NARASIDEMOKRASI – Terungkapnya fakta bahwa seluruh tempat hiburan malam di Kota Bengkulu belum memiliki izin penjualan minuman beralkohol golongan B dan C membuka babak baru polemik peredaran mihol di daerah ini.
Publik kini tidak hanya mempertanyakan legalitas penjualan minuman beralkohol, tetapi juga menuntut kejelasan mengenai siapa pihak yang bertanggung jawab atas kondisi tersebut.
Sekretaris DPMPTSP Kota Bengkulu, Feri Agustian, menyebut hingga saat ini tidak ada izin yang tercatat dalam sistem pemerintah daerah terkait penjualan mihol golongan B dan C di tempat hiburan malam.
“Kalau secara sistem kita punya data, sampai saat ini belum ada yang keluar izinnya,” ujarnya.
Pernyataan itu memunculkan kritik keras karena aktivitas penjualan minuman beralkohol di sejumlah tempat hiburan malam bukan lagi rahasia umum.
Banyak masyarakat menilai pemerintah terlambat menyadari persoalan yang sudah lama terjadi di lapangan.
Jika memang tidak ada izin, maka muncul pertanyaan mengenai efektivitas pengawasan yang dilakukan selama ini.
Apakah pemerintah tidak mengetahui aktivitas tersebut?
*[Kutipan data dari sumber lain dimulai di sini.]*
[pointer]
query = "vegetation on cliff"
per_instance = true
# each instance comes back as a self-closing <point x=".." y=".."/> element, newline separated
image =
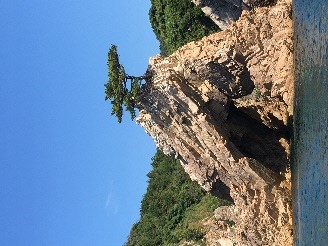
<point x="121" y="88"/>
<point x="177" y="22"/>
<point x="173" y="207"/>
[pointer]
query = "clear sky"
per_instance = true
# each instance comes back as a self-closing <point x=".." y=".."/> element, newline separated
<point x="69" y="173"/>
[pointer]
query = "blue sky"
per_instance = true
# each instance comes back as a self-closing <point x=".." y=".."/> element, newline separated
<point x="70" y="174"/>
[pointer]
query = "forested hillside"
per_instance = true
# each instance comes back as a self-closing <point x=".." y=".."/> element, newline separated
<point x="177" y="22"/>
<point x="173" y="207"/>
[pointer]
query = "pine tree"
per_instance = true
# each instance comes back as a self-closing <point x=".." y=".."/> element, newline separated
<point x="122" y="89"/>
Atau justru mengetahui namun tidak melakukan tindakan?
Minuman beralkohol golongan B dan C termasuk kategori yang peredarannya diawasi secara ketat karena memiliki kandungan alkohol tinggi.
Karena itu, keberadaan izin menjadi syarat utama sebelum produk tersebut dapat dijual kepada konsumen.
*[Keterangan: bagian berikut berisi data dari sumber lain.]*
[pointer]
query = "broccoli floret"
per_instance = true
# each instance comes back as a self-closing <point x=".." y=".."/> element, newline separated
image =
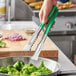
<point x="35" y="74"/>
<point x="44" y="70"/>
<point x="19" y="65"/>
<point x="29" y="68"/>
<point x="3" y="70"/>
<point x="24" y="74"/>
<point x="41" y="64"/>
Masyarakat menilai pemerintah harus segera melakukan audit menyeluruh terhadap seluruh tempat hiburan malam yang diduga menjual mihol tanpa izin.
Langkah tersebut penting untuk memastikan aturan ditegakkan secara konsisten dan tidak menimbulkan kesan adanya pembiaran.
Selain itu, hasil pemeriksaan juga harus disampaikan secara terbuka kepada masyarakat agar tidak menimbulkan spekulasi maupun dugaan adanya perlakuan khusus terhadap pelaku usaha tertentu.
Polemik ini menjadi ujian serius bagi Pemkot Bengkulu dalam menunjukkan komitmen terhadap penegakan aturan.
Feri mengatakan, persoalan tersebut nantinya akan ditindaklanjuti melalui koordinasi lintas instansi dan tim terkait guna memastikan langkah yang akan diambil pemerintah daerah.
“Nanti ada koordinasi dari tim itu aja,” tutupnya.